Yali.ai

Role: Machine Learning Engineer

Period: June, 2022 → Present

Lead Developer and Maintainer, Proprietary Retrieval-Augmented Generative Engine:

Spearheaded the transition of the core system from an extractive BERT-style model to a finetuned LLaMa-based Large Language Model (LLM), enhancing the ability to generate abstractive, high-quality answers from client data.
Achieved a 40% improvement in the retrieval pipeline's performance, as measured by Mean Reciprocal Rank (MRR) and normalized Discounted Cumulative Gain (nDCG), by implementing custom-designed relevancy check systems for superior answer generation quality.
Engineered a super-low latency pipeline capable of delivering solutions in under 100 milliseconds, optimizing response times for client queries.
Drove continuous advancements in the system by integrating cutting-edge research findings, thereby consistently enhancing both retrieval efficiency and answer generation capabilities.

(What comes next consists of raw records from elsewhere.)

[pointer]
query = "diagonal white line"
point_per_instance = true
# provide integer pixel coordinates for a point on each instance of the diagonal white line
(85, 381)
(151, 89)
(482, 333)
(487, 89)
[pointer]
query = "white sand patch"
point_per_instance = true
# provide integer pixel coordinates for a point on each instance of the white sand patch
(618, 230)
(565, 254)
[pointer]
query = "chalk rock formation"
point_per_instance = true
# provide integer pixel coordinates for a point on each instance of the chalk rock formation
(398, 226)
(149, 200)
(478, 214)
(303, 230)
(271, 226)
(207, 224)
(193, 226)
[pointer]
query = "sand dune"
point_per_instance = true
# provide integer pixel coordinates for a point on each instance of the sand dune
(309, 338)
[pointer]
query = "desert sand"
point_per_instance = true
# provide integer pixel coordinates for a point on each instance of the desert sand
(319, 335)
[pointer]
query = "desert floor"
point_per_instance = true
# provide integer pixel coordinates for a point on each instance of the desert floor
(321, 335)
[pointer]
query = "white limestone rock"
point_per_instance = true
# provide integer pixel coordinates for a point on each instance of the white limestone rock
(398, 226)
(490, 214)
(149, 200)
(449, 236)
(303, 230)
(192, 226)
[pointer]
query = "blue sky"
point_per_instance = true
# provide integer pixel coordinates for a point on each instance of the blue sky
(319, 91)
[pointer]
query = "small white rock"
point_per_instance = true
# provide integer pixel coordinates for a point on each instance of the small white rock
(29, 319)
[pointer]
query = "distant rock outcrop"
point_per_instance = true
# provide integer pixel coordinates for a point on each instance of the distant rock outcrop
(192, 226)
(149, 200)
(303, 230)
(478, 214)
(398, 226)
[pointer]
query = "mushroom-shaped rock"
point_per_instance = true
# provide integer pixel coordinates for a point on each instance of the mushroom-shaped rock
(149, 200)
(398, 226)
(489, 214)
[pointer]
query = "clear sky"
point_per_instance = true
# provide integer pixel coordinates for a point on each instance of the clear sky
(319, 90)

Lead Developer and Maintainer, Proprietary Large Language Model (LLM) API Deployment System:

Pioneered the development of an advanced LLM API deployment system, capable of launching any Large Language Model as an API in under 10 seconds. This system supports a range of optimisation engines including GPTQ, CTranslate2, vLLM, and AWQ.
Engineered a dynamic system optimization framework, enhancing memory usage, throughput, and latency. Implemented cutting-edge techniques such as Batched Processing and In-flight Batching, and developed intelligent routing algorithms to distribute requests between latency-optimized and throughput-optimized engines based on query type.
Authored custom code to leverage LLMs for Classification models with an integrated Confidence Scoring mechanism, achieving high-quality classification results at a speed 2x faster than standard generative response.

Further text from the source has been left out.